What is Cross-Site Scripting (XSS)?
Cross-site scripting is an attack where malicious scripts are injected into trusted web pages and run in other users' browsers.
Cross-Site Scripting (XSS) is a web vulnerability where an attacker injects malicious JavaScript into a page that other users view. When the victim's browser runs that script, it can steal cookies, hijack sessions, or manipulate the page — all under the trust of the legitimate site.
How It Works:
- An attacker finds an input that gets shown to other users unescaped
- They inject a
<script>or event handler - The site stores or reflects that input into a page
- Victims load the page and their browser runs the attacker's code
Types of XSS:
- Stored: Malicious script saved on the server (e.g. in a comment)

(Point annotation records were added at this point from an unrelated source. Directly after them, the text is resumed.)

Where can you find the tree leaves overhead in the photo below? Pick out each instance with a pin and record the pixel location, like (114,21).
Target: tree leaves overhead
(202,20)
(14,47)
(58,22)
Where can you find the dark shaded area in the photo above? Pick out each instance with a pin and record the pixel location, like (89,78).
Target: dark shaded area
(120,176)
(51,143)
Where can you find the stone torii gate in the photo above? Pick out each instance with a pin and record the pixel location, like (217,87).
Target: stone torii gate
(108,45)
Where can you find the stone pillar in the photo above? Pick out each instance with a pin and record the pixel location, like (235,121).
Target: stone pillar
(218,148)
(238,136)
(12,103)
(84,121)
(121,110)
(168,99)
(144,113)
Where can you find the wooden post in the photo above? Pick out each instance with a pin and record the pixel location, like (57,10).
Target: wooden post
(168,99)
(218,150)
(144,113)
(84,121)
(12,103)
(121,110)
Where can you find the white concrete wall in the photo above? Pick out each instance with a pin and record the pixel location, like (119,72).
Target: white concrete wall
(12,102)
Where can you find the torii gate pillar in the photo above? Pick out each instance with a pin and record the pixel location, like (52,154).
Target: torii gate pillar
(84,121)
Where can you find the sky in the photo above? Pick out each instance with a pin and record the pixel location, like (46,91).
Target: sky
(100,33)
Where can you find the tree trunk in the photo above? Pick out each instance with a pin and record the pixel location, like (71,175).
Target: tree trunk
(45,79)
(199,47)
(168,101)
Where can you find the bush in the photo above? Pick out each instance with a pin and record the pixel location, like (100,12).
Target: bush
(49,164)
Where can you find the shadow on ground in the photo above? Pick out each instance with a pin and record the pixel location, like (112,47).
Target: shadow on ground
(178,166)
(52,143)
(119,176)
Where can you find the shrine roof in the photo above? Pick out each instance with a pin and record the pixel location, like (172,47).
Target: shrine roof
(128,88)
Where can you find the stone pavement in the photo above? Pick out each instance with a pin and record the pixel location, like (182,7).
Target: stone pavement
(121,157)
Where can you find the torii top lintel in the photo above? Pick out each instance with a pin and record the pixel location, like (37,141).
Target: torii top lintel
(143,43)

- Reflected: Script bounced back via a URL or form
- DOM-based: Vulnerability in client-side JavaScript handling
How to Prevent It:
- Escape output: Encode user data before rendering
- Sanitize input: Strip dangerous HTML
- Content Security Policy (CSP): Restrict what scripts can run
- Use frameworks: Modern frameworks escape by default
FAQ
Why is XSS so dangerous?
Because the malicious code runs with the victim's privileges on a trusted site. It can read cookies, act as the user, capture keystrokes, or redirect them to phishing pages.
How is XSS different from SQL injection?
XSS targets the browser by injecting scripts into pages. SQL injection targets the database by injecting queries. Both stem from trusting unvalidated input, but they attack different layers.